Another Bearish Mirage Becomes A Bullish Oasis

Last week, the market made up for its holiday-shortened schedule with an impressive display of several bearish mirages, one-by-one, fading into the next bullish oasis that further fueled the bulls’ confidence.

The Two July Highs

Last week also established a bullish pattern at the start of what is typically one of the most bullish months of the year. July is also a pivotal month for determining market reversals that often frighten investors in the late summer and early fall. This tendency for July to identify the high is particularly pronounced after significant rallies, such as the one we’re experiencing.

The first July high isn’t a price point; it’s investor enthusiasm. There were several demonstrations of this last week, but the market’s strongest such message came on Friday when the nonfarm payrolls reported numbers that were “status quo.”

There is a growing feeling that the labor market is weakening. This feeling is shared by Fed Chair Powell, and therefore, viewed as a potential lever that could push the Fed to lower rates.

Leading up to the report, vocal investors seemed increasingly certain that they saw Thursday about to provide hard data indicating a long-awaited acceleration of significant weakening in the labor market.

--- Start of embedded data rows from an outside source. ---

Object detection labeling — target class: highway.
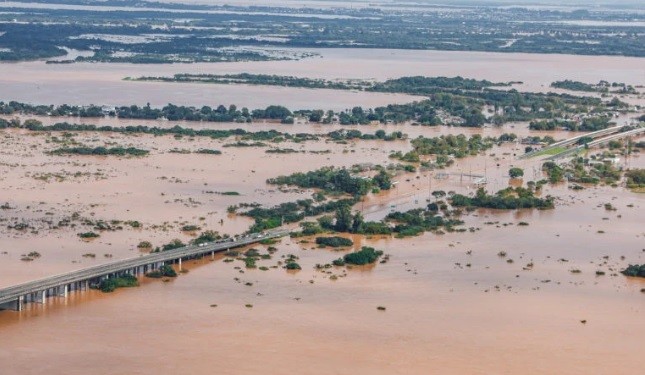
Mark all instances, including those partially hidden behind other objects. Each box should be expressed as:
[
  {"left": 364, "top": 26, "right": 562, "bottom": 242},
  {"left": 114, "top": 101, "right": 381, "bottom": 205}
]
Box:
[{"left": 0, "top": 229, "right": 289, "bottom": 312}]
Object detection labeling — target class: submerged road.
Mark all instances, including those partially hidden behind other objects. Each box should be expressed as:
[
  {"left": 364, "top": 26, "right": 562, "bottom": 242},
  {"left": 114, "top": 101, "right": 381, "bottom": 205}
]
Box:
[{"left": 0, "top": 229, "right": 289, "bottom": 311}]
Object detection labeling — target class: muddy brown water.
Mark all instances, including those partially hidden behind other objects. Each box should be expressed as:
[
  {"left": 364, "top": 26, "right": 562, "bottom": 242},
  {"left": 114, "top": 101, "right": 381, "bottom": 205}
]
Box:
[{"left": 0, "top": 52, "right": 645, "bottom": 374}]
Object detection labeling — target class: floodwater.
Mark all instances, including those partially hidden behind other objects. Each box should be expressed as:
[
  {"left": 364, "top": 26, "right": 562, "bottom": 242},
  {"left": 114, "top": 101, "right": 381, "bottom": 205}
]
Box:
[
  {"left": 0, "top": 50, "right": 645, "bottom": 374},
  {"left": 0, "top": 48, "right": 645, "bottom": 110}
]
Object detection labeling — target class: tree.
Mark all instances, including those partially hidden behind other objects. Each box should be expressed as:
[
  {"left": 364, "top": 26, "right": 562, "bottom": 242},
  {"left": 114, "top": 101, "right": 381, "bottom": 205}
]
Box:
[
  {"left": 352, "top": 212, "right": 365, "bottom": 233},
  {"left": 372, "top": 169, "right": 392, "bottom": 190},
  {"left": 508, "top": 167, "right": 524, "bottom": 178},
  {"left": 334, "top": 205, "right": 352, "bottom": 232}
]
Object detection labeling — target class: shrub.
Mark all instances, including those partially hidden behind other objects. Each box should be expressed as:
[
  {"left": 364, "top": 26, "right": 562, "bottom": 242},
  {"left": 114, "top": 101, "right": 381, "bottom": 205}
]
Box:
[
  {"left": 343, "top": 246, "right": 383, "bottom": 266},
  {"left": 316, "top": 236, "right": 354, "bottom": 247}
]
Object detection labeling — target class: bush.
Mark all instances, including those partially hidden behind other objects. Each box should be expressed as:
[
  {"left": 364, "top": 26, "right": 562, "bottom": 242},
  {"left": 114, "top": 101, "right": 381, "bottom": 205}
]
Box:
[
  {"left": 508, "top": 167, "right": 524, "bottom": 178},
  {"left": 146, "top": 265, "right": 177, "bottom": 279},
  {"left": 98, "top": 275, "right": 139, "bottom": 293},
  {"left": 316, "top": 236, "right": 354, "bottom": 247},
  {"left": 620, "top": 264, "right": 645, "bottom": 277},
  {"left": 343, "top": 246, "right": 383, "bottom": 266},
  {"left": 78, "top": 232, "right": 100, "bottom": 238}
]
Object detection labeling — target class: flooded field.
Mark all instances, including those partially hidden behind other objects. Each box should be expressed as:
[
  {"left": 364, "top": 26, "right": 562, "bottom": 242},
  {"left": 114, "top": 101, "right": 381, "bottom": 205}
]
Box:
[
  {"left": 0, "top": 49, "right": 645, "bottom": 110},
  {"left": 0, "top": 50, "right": 645, "bottom": 375}
]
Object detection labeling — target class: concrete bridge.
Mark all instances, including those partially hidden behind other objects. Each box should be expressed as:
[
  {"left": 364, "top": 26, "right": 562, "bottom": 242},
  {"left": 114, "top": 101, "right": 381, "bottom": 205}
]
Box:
[
  {"left": 0, "top": 229, "right": 289, "bottom": 311},
  {"left": 519, "top": 125, "right": 624, "bottom": 159},
  {"left": 546, "top": 127, "right": 645, "bottom": 160}
]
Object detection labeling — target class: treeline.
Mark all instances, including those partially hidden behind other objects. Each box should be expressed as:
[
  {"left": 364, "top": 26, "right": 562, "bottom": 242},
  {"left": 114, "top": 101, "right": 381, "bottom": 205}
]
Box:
[
  {"left": 135, "top": 73, "right": 510, "bottom": 95},
  {"left": 0, "top": 101, "right": 105, "bottom": 117},
  {"left": 551, "top": 79, "right": 637, "bottom": 94},
  {"left": 529, "top": 116, "right": 615, "bottom": 132},
  {"left": 0, "top": 76, "right": 627, "bottom": 128},
  {"left": 267, "top": 167, "right": 392, "bottom": 196},
  {"left": 0, "top": 118, "right": 407, "bottom": 145},
  {"left": 451, "top": 187, "right": 554, "bottom": 210},
  {"left": 129, "top": 73, "right": 370, "bottom": 90},
  {"left": 50, "top": 146, "right": 150, "bottom": 156}
]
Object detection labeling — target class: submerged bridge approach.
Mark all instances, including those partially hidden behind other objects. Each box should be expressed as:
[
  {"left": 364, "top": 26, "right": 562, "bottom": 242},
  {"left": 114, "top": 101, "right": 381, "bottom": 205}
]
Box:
[{"left": 0, "top": 229, "right": 289, "bottom": 311}]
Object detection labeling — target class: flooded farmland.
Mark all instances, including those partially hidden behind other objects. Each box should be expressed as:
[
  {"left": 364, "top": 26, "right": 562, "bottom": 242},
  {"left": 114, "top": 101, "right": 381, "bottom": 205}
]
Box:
[{"left": 0, "top": 49, "right": 645, "bottom": 374}]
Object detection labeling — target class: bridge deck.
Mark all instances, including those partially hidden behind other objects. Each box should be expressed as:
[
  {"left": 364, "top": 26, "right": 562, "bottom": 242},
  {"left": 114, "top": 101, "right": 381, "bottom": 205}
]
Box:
[{"left": 0, "top": 230, "right": 288, "bottom": 305}]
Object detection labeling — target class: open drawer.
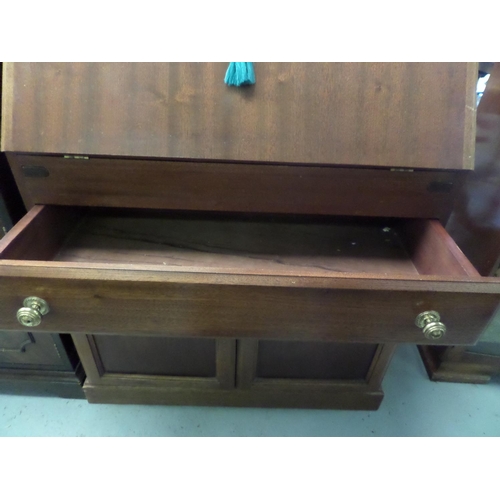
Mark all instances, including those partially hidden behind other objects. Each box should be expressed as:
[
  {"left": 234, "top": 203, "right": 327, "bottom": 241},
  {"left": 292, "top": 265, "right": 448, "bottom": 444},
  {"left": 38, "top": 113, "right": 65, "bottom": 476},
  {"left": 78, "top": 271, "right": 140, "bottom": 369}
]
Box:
[{"left": 0, "top": 205, "right": 500, "bottom": 345}]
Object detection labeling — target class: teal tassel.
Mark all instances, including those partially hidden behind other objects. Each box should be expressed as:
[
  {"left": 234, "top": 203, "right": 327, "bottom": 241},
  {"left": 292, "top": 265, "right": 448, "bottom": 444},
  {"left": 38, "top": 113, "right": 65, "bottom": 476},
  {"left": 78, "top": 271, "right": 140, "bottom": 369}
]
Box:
[{"left": 224, "top": 63, "right": 255, "bottom": 87}]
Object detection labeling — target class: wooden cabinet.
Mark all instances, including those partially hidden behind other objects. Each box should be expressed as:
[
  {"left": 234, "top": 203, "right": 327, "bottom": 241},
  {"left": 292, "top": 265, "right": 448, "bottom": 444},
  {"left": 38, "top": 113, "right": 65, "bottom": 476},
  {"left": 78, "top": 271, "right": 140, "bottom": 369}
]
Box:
[
  {"left": 420, "top": 63, "right": 500, "bottom": 383},
  {"left": 0, "top": 63, "right": 500, "bottom": 409}
]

In fact, consensus estimates for growth in payrolls ranged from 106k-110k, but the Street’s whisper number was believed to be as low as 95k.

As a result, the reported number of 147k jobs added was substantially higher than the mirage of weakness that preceded the report. Furthermore, the unemployment rate, which was previously 4.2% and expected to rise to 4.3%, instead fell to 4.1%.

Finally, the other component of the bears’ mirage of trouble in the current labor market is wage inflation.  That mirage also evaporated when the expectations for average hourly earnings to rise from 0.3% to 0.4% reported a decline to 0.2%.

While the media will pick apart the reams of data in the report to find all kinds of reasons the “market got it wrong,” the big picture is that the key metrics continued the “status quo” slowly weakening trends in the labor market, but investors were expecting worse, and that’s bullish.

Furthermore, there is a loud desire for the Fed to cut rates, but Thursday’s market action demonstrated that it is certainly not a requirement for this market to move higher. In fact, fed funds markets' expectations for a rate cut in July dropped from about 23% to about 4%, and the odds of a cut in September’s meeting fell from about 90% to 73%.

Considering the seasonally strong performance of July shown below, and several other bearish mirages that are in the process of following the same bullish path as Thursday’s labor report, the summer is likely to heat up.